Le Chiffre : 20,96

Le Chiffre 20 96
 

C’était, exprimée en degrés Celsius, « la température de surface des océans » dimanche 30 juillet 2023 selon l’Observatoire européen Copernicus, et ce serait, selon un porte-parole de la base de données ERA5, un record, « le précédent record était de 20,95 °C en mars 2016 ». La presse dans son ensemble juge cette donnée catastrophique. Notre confrère BFMTV cite Piers Forster, professeur spécialiste du changement climatique à l’université de Leeds au Royaume-Uni, pour qui « la vague de chaleur océanique représente une menace immédiate pour une partie de la vie marine. On voit déjà des signes de blanchiment des coraux en Floride qui en sont la conséquence directe ». Et le phénomène serait particulièrement épouvantable dans l’Atlantique Nord, qui se réchauffe chaque année de novembre à mars, et qui serait devenu « un point d’observation emblématique de la surchauffe des océans de la planète, sous l’effet du réchauffement climatique causé par les gaz à effet de serre ». Dès le 26 juillet, les eaux de « l’Atlantique Nord avaient atteint un record de température moyenne de l’eau de surface de 24,9 °C, selon des données provisoires de l’Agence américaine d’observation océanique et atmosphérique (NOAA) ».

Mais de quoi s’agit-il ? Que nomme-t-on « température moyenne de la surface des mers » (en particulier celle de l’Atlantique Nord) et comment la mesure-t-on ? On définit d’abord un secteur géographique de mesure : les températures sont mesurées de part et d’autre de l’Equateur jusqu’aux soixantièmes parallèles nord et sud, excluant donc les zones polaires. Puis on mesure « l’eau de surface ». Jadis, on trempait un thermomètre dans un seau d’eau puisée dans la mer : la profondeur de l’eau collectée variait de la surface à un mètre et la mesure était imprécise. Sur les navires modernes, le capteur se trouve dans le conduit de refroidissement des machines, et mesure de ce fait la température de l’eau se trouvant cinq mètres sous la surface. Sur les bouées météo, ils mesurent l’eau se trouvant à un mètre sous la surface. Mais aujourd’hui, les mesures les plus utilisées et les plus vulgarisées sont les mesures par satellite, avec les radiomètres qui captent les rayons infrarouges émis par les premiers millimètres de la surface marine – dont on déduit la température de surface – sauf que ça ne marche pas bien quand il y a des nuages.
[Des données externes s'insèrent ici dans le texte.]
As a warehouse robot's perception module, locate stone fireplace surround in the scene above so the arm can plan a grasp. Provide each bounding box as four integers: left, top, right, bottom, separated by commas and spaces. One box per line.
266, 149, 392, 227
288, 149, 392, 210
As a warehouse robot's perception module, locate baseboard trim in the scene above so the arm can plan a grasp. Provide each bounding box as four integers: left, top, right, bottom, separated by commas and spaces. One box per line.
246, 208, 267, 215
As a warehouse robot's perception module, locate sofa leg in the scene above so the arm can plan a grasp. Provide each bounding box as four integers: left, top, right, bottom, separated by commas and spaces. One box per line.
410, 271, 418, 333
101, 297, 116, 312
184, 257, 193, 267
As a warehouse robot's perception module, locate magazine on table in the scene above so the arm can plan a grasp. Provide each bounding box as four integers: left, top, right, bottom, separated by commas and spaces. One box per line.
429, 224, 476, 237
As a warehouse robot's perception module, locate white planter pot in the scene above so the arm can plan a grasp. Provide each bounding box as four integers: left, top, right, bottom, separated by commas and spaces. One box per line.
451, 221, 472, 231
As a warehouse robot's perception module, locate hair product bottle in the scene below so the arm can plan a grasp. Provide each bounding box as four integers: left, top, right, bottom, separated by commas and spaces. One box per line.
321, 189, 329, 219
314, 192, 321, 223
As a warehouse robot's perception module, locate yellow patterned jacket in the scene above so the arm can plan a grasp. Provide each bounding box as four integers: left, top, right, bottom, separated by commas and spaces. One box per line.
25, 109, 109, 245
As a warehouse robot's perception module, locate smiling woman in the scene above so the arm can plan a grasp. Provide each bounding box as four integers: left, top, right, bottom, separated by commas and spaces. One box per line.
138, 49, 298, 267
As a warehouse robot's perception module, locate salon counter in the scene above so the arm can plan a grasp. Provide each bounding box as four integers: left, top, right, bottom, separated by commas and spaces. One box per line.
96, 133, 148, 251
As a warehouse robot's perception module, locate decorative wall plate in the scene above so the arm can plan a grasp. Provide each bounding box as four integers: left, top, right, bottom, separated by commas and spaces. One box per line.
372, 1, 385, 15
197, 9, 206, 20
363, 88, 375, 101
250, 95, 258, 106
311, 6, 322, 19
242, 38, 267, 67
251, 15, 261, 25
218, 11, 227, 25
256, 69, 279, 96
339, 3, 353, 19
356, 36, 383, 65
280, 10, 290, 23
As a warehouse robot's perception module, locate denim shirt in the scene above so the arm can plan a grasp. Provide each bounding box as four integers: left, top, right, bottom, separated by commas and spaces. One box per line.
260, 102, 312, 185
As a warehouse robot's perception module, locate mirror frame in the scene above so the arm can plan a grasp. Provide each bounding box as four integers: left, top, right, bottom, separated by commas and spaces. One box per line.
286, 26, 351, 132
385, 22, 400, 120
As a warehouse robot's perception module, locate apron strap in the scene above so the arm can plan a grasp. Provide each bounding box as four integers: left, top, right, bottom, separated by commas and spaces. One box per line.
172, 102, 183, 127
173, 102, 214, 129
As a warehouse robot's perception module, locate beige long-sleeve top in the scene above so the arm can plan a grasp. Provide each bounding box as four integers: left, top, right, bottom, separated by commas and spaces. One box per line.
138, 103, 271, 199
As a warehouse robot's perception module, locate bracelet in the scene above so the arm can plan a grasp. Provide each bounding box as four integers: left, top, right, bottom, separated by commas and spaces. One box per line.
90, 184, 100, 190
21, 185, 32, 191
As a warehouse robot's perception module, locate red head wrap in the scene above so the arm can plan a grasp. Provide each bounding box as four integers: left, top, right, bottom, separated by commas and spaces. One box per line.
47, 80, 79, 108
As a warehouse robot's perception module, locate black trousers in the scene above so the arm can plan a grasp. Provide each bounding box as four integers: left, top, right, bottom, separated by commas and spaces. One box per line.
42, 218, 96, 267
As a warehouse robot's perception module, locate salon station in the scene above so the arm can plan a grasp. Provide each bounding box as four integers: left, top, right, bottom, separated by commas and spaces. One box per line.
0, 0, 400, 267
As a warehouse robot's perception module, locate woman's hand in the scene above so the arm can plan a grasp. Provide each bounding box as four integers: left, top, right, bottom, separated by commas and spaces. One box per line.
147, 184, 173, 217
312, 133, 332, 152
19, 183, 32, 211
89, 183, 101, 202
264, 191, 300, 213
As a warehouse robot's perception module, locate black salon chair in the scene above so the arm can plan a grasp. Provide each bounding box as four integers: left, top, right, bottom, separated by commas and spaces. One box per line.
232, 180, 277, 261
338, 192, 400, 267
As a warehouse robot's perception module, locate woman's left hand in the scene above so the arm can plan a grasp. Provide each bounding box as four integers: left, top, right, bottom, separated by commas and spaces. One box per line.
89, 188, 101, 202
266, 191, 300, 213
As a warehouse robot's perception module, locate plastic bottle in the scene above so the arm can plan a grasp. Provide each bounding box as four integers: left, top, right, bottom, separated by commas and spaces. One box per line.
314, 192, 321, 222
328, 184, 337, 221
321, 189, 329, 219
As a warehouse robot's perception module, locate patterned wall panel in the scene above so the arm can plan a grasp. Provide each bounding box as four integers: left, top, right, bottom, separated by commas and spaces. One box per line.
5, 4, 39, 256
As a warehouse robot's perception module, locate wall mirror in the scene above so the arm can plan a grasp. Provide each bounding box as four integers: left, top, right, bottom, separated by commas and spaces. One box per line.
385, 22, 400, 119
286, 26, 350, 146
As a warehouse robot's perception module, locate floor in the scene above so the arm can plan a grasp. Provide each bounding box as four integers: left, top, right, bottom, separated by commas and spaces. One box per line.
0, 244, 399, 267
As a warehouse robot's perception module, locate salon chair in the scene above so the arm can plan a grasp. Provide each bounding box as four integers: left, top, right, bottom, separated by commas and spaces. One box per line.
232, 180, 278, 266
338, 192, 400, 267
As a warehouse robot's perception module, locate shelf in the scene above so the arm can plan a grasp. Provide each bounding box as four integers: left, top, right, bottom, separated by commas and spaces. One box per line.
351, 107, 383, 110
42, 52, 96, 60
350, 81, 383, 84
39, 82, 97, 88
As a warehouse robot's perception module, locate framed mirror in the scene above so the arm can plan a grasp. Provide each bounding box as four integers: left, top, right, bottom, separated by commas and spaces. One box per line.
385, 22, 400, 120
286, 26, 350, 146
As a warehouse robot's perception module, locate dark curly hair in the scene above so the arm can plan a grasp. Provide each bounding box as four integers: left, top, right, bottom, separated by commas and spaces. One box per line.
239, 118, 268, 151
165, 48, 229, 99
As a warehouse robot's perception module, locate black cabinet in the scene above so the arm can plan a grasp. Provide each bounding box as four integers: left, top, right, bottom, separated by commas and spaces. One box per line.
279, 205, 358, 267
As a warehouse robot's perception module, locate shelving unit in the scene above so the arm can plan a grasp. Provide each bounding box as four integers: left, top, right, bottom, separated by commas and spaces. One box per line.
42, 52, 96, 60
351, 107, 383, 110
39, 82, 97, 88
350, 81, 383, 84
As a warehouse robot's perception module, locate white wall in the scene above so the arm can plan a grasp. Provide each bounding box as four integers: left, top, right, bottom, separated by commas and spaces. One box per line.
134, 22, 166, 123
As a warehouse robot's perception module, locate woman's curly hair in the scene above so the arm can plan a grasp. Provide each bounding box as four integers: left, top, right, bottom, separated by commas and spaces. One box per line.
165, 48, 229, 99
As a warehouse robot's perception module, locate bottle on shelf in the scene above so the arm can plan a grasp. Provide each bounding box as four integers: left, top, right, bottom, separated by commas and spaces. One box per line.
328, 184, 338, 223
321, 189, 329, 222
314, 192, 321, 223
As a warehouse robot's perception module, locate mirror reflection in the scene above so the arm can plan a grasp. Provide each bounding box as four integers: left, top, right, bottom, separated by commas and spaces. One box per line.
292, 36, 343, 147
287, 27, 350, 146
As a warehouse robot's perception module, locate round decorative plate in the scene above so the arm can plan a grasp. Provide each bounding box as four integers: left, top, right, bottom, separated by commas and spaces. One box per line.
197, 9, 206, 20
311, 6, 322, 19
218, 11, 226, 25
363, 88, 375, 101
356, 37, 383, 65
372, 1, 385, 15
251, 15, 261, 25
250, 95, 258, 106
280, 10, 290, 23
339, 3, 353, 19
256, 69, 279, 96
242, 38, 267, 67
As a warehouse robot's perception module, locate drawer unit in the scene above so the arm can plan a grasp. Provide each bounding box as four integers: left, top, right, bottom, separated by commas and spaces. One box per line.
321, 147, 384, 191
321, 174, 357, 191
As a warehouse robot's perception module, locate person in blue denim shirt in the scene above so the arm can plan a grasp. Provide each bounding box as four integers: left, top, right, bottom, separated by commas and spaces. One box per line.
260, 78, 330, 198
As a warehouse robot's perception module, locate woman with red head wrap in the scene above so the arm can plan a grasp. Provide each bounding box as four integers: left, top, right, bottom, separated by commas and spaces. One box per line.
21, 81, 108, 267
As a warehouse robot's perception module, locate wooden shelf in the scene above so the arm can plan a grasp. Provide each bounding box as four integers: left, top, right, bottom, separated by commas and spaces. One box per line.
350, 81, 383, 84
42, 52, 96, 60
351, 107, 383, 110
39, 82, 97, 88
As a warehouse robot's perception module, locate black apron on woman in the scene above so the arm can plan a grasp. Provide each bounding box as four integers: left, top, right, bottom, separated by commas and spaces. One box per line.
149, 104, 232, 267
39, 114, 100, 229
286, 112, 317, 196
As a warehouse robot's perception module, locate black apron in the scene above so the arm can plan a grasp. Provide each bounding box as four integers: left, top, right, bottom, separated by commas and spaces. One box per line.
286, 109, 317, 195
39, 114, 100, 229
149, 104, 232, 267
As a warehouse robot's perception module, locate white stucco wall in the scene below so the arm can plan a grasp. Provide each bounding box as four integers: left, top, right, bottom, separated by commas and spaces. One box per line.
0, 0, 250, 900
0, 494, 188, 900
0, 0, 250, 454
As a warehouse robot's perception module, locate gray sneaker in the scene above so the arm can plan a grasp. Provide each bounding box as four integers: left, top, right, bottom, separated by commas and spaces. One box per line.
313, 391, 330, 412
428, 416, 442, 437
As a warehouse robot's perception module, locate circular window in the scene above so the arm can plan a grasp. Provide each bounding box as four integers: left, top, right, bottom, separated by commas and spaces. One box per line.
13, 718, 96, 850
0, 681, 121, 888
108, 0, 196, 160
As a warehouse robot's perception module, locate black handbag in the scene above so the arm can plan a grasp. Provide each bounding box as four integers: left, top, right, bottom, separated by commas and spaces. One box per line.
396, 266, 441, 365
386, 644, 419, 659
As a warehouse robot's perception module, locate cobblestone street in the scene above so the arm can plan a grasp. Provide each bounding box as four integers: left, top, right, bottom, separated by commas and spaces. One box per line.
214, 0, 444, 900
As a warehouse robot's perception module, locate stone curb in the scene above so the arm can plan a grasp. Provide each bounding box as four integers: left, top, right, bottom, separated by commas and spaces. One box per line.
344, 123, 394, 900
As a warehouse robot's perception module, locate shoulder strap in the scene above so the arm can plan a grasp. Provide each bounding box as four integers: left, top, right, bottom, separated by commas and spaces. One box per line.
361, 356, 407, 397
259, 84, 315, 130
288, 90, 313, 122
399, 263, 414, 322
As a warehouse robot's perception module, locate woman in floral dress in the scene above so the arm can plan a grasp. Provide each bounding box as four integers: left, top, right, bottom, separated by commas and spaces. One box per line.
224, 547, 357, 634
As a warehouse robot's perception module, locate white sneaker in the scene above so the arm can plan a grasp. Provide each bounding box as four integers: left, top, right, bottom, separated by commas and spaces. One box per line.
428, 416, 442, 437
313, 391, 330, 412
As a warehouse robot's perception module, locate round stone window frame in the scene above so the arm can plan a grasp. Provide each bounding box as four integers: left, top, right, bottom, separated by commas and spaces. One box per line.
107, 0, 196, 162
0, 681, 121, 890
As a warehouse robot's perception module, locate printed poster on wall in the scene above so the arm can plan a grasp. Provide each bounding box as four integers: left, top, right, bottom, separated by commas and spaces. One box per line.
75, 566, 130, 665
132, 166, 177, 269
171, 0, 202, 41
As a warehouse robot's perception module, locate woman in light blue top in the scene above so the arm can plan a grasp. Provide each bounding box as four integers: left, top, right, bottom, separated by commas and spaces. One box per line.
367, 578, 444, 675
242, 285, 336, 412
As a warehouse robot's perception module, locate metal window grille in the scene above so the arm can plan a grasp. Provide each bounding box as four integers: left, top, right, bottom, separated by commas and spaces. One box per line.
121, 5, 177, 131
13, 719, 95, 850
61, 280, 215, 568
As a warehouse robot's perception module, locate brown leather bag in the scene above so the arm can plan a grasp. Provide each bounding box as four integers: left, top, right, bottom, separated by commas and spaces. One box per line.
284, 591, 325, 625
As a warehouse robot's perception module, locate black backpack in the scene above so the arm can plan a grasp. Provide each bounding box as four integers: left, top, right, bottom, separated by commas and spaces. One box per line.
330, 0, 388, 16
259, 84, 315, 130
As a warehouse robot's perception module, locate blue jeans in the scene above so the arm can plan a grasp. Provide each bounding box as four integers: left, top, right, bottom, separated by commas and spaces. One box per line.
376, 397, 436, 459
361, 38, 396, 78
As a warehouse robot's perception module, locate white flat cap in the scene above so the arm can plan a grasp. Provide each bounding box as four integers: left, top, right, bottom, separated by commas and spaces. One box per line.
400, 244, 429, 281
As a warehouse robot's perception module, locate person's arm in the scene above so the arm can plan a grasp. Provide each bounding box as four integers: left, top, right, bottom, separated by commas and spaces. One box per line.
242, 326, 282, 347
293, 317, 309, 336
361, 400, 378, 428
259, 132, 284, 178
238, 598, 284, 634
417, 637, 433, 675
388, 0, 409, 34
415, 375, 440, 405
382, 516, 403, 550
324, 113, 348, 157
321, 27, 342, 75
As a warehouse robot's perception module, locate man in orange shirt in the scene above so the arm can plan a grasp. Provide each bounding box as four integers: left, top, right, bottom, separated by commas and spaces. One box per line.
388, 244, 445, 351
On voit donc que, dans ces conditions, un « record » de la température moyenne des océans ne veut pas dire grand-chose, d’une part parce que les mesures sont variables et imprécises, de l’autre parce que c’est une moyenne, qui ne dit rien de la température à un point précis ou dans une zone donnée, qui seule provoque des effets concrets sur la faune ou la flore. Ce type de donnée ne peut que flatter le sens du sensationnalisme et servir le cas échéant à faire peur.